On Wednesday, The Police never seemed like a nostalgia act, despite their most recent material dating to 1983. They played on a clean, sleek stage free of rugs, backdrops or props (save for a small, Oriental-style table that held a mug of liquid for Sting). The show began with straightforward versions of 'Message in a Bottle' and 'Synchronicity II', but a spaced-out take on 'Walking on the Moon' signaled a shift in approach, and the band took to stretching and shaping its old material into new forms.
'Voices Inside My Head' gave way to 'When The World is Running Down, You Make the Best of What's Still Around' a frayed-nerve song that now sounded strangely dreamy. Summers added tough, taut guitar to 'Don't Stand So Close To Me' and 'Driven To Tears', and Copeland briefly stole the show by playing an intricate array of percussion objects (and one giant gong) on the exquisite mood-piece 'Wrapped Around Your Finger'.
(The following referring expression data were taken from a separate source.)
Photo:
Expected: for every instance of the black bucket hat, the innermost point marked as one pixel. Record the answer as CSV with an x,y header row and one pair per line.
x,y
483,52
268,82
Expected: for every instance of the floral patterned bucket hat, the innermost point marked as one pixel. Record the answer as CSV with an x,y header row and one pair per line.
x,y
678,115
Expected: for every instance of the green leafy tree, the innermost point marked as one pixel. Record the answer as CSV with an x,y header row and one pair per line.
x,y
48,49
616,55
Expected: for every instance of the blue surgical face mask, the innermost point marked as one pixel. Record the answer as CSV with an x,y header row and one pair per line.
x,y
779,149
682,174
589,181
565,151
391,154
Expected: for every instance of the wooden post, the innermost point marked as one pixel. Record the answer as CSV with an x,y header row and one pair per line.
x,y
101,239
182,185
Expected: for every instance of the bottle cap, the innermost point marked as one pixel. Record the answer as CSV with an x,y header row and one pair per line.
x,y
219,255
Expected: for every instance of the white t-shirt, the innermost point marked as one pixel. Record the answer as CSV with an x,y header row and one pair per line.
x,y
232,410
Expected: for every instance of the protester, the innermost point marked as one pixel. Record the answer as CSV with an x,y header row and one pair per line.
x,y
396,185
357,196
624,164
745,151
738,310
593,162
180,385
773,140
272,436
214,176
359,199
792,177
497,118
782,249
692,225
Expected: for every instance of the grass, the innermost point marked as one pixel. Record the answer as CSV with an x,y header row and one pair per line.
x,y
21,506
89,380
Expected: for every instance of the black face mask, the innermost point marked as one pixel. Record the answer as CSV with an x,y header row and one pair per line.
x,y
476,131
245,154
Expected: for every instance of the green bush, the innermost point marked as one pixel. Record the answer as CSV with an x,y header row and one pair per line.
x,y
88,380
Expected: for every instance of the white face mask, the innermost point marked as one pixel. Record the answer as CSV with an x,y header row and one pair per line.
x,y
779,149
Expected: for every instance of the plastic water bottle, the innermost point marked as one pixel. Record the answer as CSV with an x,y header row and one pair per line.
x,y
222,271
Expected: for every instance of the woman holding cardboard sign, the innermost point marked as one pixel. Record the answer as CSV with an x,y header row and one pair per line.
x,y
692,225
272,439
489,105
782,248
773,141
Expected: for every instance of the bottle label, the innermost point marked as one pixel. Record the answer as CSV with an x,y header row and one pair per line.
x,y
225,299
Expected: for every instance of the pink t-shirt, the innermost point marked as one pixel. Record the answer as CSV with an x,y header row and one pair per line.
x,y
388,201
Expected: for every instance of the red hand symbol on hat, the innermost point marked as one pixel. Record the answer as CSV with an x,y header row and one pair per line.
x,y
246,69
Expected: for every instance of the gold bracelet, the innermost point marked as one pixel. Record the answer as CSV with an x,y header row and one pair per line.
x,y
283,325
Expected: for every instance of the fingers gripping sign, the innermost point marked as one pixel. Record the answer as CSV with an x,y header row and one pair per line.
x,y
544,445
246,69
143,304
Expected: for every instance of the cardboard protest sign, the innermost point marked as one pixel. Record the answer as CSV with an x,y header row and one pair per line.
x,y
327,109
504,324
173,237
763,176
Sting, looking fit in combat boots and tight black pants, often ceded the stage to his bandmates, crouching next to Summers during his solos and following Copeland's lead on trickier songs like 'The Bed's Too Big Without You', a simple pop number that turned into a rhythmic brain-teaser.
The crowd added its own production touches on 'Roxanne' and 'King of Pain', filling in the backing vocals that the trio couldn't produce on its own. The show ended with 'Next to You', a lesser-known but somewhat symbolic song: It's the first cut from the band's first album, 'Outlandos d'Amour'.
The opening act, Fiction Plane, led by Joe Sumner, Sting's son, clearly didn't mind the appearance of nepotism. Still, its clamorous, moody rock got a decent rise from the crowd.